Terbius oleh berita itu, bergeser ia agak kedepan agar lebih jelas inderanya menangkap tayangan-tayangan sembari mengusap matanya berkali-kali untuk meyakinkan pada dirinya bahwa apa yang dilihatnya itu bukanlah suatu mimpi buruk yang tengah melanda bangsa Indonesia tanah airnya.
“ Sekitar 60 orang telah tewas dan ratusan rumah ibadah hangus dibakar massa akibat kerusuhan yang terjadi di Kota Ambon sehabis Sholat Idul Fitri pagi tadi.”

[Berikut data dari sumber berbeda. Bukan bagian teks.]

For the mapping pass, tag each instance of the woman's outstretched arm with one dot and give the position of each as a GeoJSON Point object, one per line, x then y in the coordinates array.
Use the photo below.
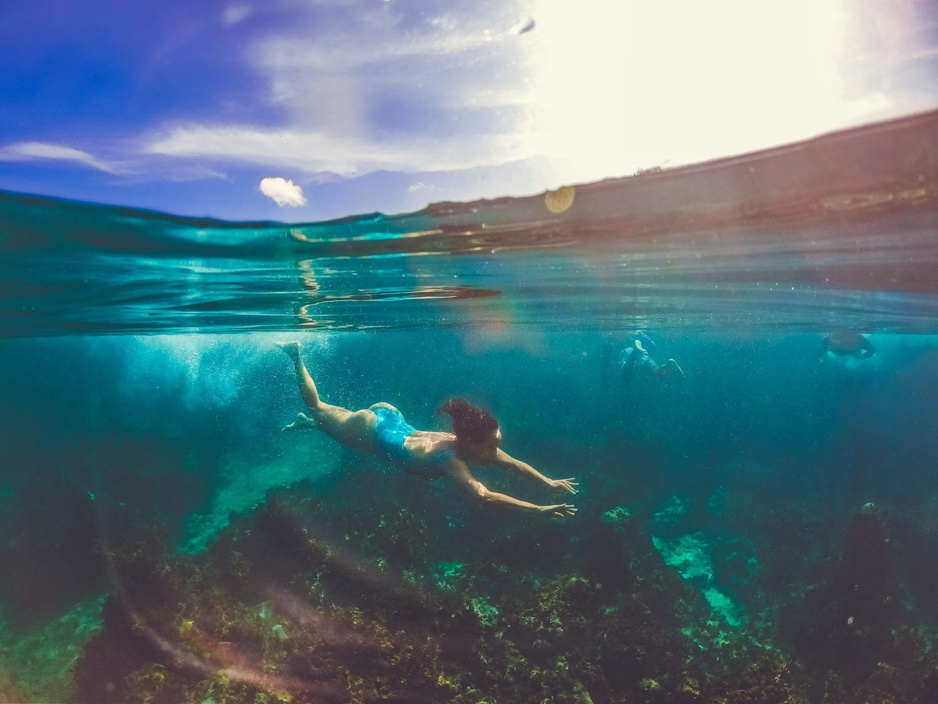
{"type": "Point", "coordinates": [506, 461]}
{"type": "Point", "coordinates": [472, 486]}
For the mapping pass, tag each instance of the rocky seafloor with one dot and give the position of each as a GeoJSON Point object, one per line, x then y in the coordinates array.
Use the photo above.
{"type": "Point", "coordinates": [360, 588]}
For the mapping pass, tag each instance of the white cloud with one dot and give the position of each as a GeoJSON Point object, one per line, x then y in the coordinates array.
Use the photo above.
{"type": "Point", "coordinates": [236, 13]}
{"type": "Point", "coordinates": [36, 151]}
{"type": "Point", "coordinates": [283, 191]}
{"type": "Point", "coordinates": [318, 152]}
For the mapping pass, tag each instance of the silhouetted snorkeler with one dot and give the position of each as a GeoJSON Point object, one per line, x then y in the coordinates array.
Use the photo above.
{"type": "Point", "coordinates": [637, 357]}
{"type": "Point", "coordinates": [845, 343]}
{"type": "Point", "coordinates": [381, 430]}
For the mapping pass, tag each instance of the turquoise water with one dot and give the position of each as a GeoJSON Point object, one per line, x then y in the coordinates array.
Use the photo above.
{"type": "Point", "coordinates": [762, 529]}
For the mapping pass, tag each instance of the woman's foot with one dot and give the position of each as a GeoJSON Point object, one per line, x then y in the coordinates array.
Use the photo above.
{"type": "Point", "coordinates": [676, 367]}
{"type": "Point", "coordinates": [291, 348]}
{"type": "Point", "coordinates": [302, 422]}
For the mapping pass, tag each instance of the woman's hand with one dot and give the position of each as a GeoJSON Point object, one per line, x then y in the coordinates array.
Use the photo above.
{"type": "Point", "coordinates": [559, 510]}
{"type": "Point", "coordinates": [567, 485]}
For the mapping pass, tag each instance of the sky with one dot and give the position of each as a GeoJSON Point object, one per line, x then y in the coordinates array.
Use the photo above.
{"type": "Point", "coordinates": [303, 110]}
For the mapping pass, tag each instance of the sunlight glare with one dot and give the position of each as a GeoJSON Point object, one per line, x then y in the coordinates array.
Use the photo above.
{"type": "Point", "coordinates": [622, 86]}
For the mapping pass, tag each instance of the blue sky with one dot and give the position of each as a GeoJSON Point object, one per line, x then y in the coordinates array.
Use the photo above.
{"type": "Point", "coordinates": [360, 105]}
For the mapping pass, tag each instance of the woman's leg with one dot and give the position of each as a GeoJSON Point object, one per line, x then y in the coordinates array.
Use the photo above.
{"type": "Point", "coordinates": [354, 429]}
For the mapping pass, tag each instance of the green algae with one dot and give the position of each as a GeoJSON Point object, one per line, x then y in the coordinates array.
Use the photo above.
{"type": "Point", "coordinates": [38, 662]}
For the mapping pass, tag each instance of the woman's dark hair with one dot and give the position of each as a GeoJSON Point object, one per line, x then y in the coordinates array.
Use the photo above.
{"type": "Point", "coordinates": [469, 422]}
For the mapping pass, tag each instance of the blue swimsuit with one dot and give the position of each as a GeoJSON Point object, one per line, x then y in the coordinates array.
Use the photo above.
{"type": "Point", "coordinates": [391, 430]}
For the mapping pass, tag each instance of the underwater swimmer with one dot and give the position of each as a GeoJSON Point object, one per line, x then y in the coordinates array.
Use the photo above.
{"type": "Point", "coordinates": [381, 430]}
{"type": "Point", "coordinates": [637, 357]}
{"type": "Point", "coordinates": [846, 343]}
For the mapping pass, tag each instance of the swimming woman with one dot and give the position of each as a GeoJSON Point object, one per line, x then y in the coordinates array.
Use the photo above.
{"type": "Point", "coordinates": [381, 430]}
{"type": "Point", "coordinates": [636, 357]}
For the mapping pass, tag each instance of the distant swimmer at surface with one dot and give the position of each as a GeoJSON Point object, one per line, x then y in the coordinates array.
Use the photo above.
{"type": "Point", "coordinates": [845, 343]}
{"type": "Point", "coordinates": [636, 357]}
{"type": "Point", "coordinates": [382, 431]}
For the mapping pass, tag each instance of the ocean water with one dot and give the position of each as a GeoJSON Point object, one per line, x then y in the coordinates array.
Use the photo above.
{"type": "Point", "coordinates": [763, 528]}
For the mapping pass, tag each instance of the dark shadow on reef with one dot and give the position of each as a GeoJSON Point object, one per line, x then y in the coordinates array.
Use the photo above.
{"type": "Point", "coordinates": [310, 598]}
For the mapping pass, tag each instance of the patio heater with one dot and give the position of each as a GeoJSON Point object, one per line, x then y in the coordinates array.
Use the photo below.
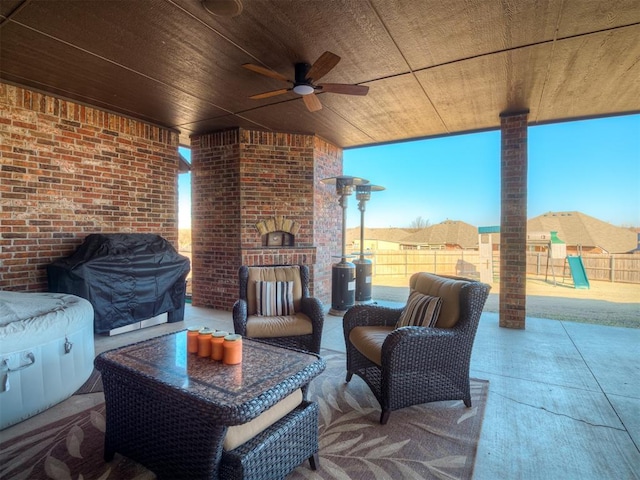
{"type": "Point", "coordinates": [343, 273]}
{"type": "Point", "coordinates": [364, 265]}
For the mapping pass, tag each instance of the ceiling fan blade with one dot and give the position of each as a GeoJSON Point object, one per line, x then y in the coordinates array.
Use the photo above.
{"type": "Point", "coordinates": [344, 88]}
{"type": "Point", "coordinates": [312, 102]}
{"type": "Point", "coordinates": [322, 66]}
{"type": "Point", "coordinates": [272, 93]}
{"type": "Point", "coordinates": [266, 72]}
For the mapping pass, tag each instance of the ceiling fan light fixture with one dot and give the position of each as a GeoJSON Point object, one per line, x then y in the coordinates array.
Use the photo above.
{"type": "Point", "coordinates": [303, 89]}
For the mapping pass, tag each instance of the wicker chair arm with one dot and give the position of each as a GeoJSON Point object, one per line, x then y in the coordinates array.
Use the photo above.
{"type": "Point", "coordinates": [405, 345]}
{"type": "Point", "coordinates": [240, 317]}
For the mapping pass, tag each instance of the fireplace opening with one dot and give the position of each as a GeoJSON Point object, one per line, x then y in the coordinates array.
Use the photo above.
{"type": "Point", "coordinates": [278, 239]}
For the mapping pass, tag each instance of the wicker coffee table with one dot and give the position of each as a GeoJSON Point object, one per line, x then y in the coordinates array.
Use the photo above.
{"type": "Point", "coordinates": [170, 410]}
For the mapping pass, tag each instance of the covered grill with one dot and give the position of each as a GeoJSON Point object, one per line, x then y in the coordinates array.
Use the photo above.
{"type": "Point", "coordinates": [128, 278]}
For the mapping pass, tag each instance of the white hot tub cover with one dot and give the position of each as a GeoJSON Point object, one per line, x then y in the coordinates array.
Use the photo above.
{"type": "Point", "coordinates": [46, 351]}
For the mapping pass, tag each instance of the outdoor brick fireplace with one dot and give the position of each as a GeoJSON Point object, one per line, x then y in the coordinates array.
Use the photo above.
{"type": "Point", "coordinates": [257, 199]}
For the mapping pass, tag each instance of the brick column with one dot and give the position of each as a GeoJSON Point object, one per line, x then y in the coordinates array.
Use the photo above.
{"type": "Point", "coordinates": [244, 178]}
{"type": "Point", "coordinates": [513, 221]}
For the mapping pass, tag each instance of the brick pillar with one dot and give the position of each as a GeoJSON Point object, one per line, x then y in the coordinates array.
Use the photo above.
{"type": "Point", "coordinates": [513, 221]}
{"type": "Point", "coordinates": [245, 181]}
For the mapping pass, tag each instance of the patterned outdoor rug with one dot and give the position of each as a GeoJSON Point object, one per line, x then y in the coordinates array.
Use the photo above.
{"type": "Point", "coordinates": [432, 441]}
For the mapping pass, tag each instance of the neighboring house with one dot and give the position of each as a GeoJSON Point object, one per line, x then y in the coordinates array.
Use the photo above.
{"type": "Point", "coordinates": [448, 235]}
{"type": "Point", "coordinates": [376, 238]}
{"type": "Point", "coordinates": [585, 234]}
{"type": "Point", "coordinates": [581, 234]}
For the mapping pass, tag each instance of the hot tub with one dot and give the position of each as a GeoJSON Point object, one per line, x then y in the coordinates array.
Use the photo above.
{"type": "Point", "coordinates": [46, 351]}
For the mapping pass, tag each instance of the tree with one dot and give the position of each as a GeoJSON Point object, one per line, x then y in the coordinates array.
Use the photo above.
{"type": "Point", "coordinates": [419, 223]}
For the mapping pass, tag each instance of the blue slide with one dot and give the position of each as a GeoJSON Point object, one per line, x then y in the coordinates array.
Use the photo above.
{"type": "Point", "coordinates": [578, 272]}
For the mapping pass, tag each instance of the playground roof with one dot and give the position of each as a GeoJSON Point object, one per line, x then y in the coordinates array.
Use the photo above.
{"type": "Point", "coordinates": [433, 68]}
{"type": "Point", "coordinates": [576, 228]}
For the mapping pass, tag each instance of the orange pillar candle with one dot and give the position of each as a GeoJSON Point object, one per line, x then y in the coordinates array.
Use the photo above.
{"type": "Point", "coordinates": [232, 349]}
{"type": "Point", "coordinates": [217, 339]}
{"type": "Point", "coordinates": [204, 343]}
{"type": "Point", "coordinates": [192, 339]}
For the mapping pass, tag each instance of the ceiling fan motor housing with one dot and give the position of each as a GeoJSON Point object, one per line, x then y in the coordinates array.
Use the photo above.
{"type": "Point", "coordinates": [302, 85]}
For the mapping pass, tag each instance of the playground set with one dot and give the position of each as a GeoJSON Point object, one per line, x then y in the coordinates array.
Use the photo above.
{"type": "Point", "coordinates": [549, 241]}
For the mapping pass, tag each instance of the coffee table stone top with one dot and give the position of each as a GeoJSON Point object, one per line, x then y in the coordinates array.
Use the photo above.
{"type": "Point", "coordinates": [238, 393]}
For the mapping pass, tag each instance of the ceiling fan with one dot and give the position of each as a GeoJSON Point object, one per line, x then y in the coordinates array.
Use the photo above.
{"type": "Point", "coordinates": [305, 79]}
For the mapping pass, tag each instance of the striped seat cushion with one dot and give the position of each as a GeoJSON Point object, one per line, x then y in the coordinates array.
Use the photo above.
{"type": "Point", "coordinates": [421, 311]}
{"type": "Point", "coordinates": [274, 298]}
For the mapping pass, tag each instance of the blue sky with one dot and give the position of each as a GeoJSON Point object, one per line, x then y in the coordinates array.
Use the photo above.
{"type": "Point", "coordinates": [591, 166]}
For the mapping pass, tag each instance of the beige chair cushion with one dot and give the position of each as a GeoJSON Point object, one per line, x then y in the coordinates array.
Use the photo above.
{"type": "Point", "coordinates": [445, 288]}
{"type": "Point", "coordinates": [420, 311]}
{"type": "Point", "coordinates": [278, 326]}
{"type": "Point", "coordinates": [369, 340]}
{"type": "Point", "coordinates": [239, 434]}
{"type": "Point", "coordinates": [273, 274]}
{"type": "Point", "coordinates": [274, 298]}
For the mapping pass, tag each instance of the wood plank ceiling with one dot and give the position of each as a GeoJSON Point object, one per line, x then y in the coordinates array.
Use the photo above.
{"type": "Point", "coordinates": [433, 67]}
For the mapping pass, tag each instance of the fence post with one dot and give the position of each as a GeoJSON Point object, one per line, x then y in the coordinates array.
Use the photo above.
{"type": "Point", "coordinates": [612, 267]}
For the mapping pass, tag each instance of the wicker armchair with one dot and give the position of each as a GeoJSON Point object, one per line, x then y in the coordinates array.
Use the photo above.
{"type": "Point", "coordinates": [302, 330]}
{"type": "Point", "coordinates": [411, 365]}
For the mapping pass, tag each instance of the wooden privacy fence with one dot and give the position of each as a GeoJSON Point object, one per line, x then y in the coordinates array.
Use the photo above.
{"type": "Point", "coordinates": [624, 268]}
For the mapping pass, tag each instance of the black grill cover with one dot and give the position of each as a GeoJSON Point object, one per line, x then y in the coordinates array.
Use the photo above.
{"type": "Point", "coordinates": [126, 277]}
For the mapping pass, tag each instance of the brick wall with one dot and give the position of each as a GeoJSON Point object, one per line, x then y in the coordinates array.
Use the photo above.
{"type": "Point", "coordinates": [68, 170]}
{"type": "Point", "coordinates": [215, 218]}
{"type": "Point", "coordinates": [243, 177]}
{"type": "Point", "coordinates": [328, 216]}
{"type": "Point", "coordinates": [513, 222]}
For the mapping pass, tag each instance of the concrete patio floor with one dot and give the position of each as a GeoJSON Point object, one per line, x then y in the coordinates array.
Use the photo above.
{"type": "Point", "coordinates": [564, 397]}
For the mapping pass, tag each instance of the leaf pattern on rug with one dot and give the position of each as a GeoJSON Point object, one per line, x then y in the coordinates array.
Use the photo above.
{"type": "Point", "coordinates": [436, 440]}
{"type": "Point", "coordinates": [432, 441]}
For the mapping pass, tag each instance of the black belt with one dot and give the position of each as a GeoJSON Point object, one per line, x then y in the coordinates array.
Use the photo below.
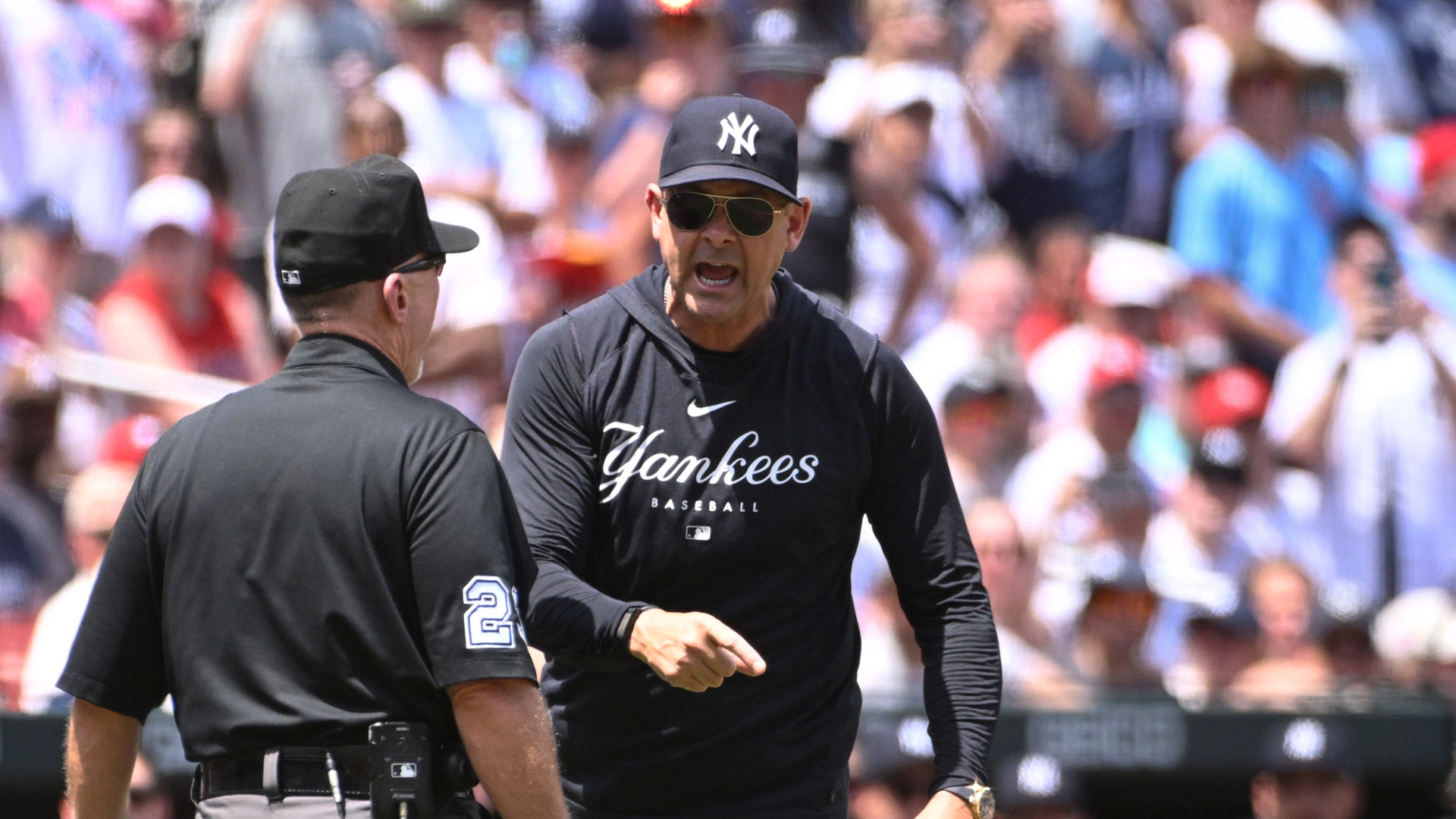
{"type": "Point", "coordinates": [286, 771]}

Mendengar berita itu, Isma mengelus dada dengan helaan nafas panjang sembari mengucap Istigfar berulang-ulang kali. Seminggu yang lalu ia menerima surat dari ibunya di tanah Mangkasarak tempat ia dilahirkan. Luka. Setumpuk keluhan tergores disana. Tak nampak karena jauh, tapi mata hatinya didalam melihat segala kejadian, dan kini ia turut meratap sedih sesunggukan. Ika adiknya minggu depan akan ujian skripsi sebagai pra-syarat untuk meraih gelar S1. Berarti ia butuh biaya yang tak sedikit jumlahnya. Sementara pesangon yang diterima ayahnya sebagai konpensasi pemutusan hubungan kerja diperusahaan swasta dimana ia bekerja, hanya cukup untuk menutupi utang-utang yang menumpuk, itupun harus nombok karena masih banyak yang belum terlunasi.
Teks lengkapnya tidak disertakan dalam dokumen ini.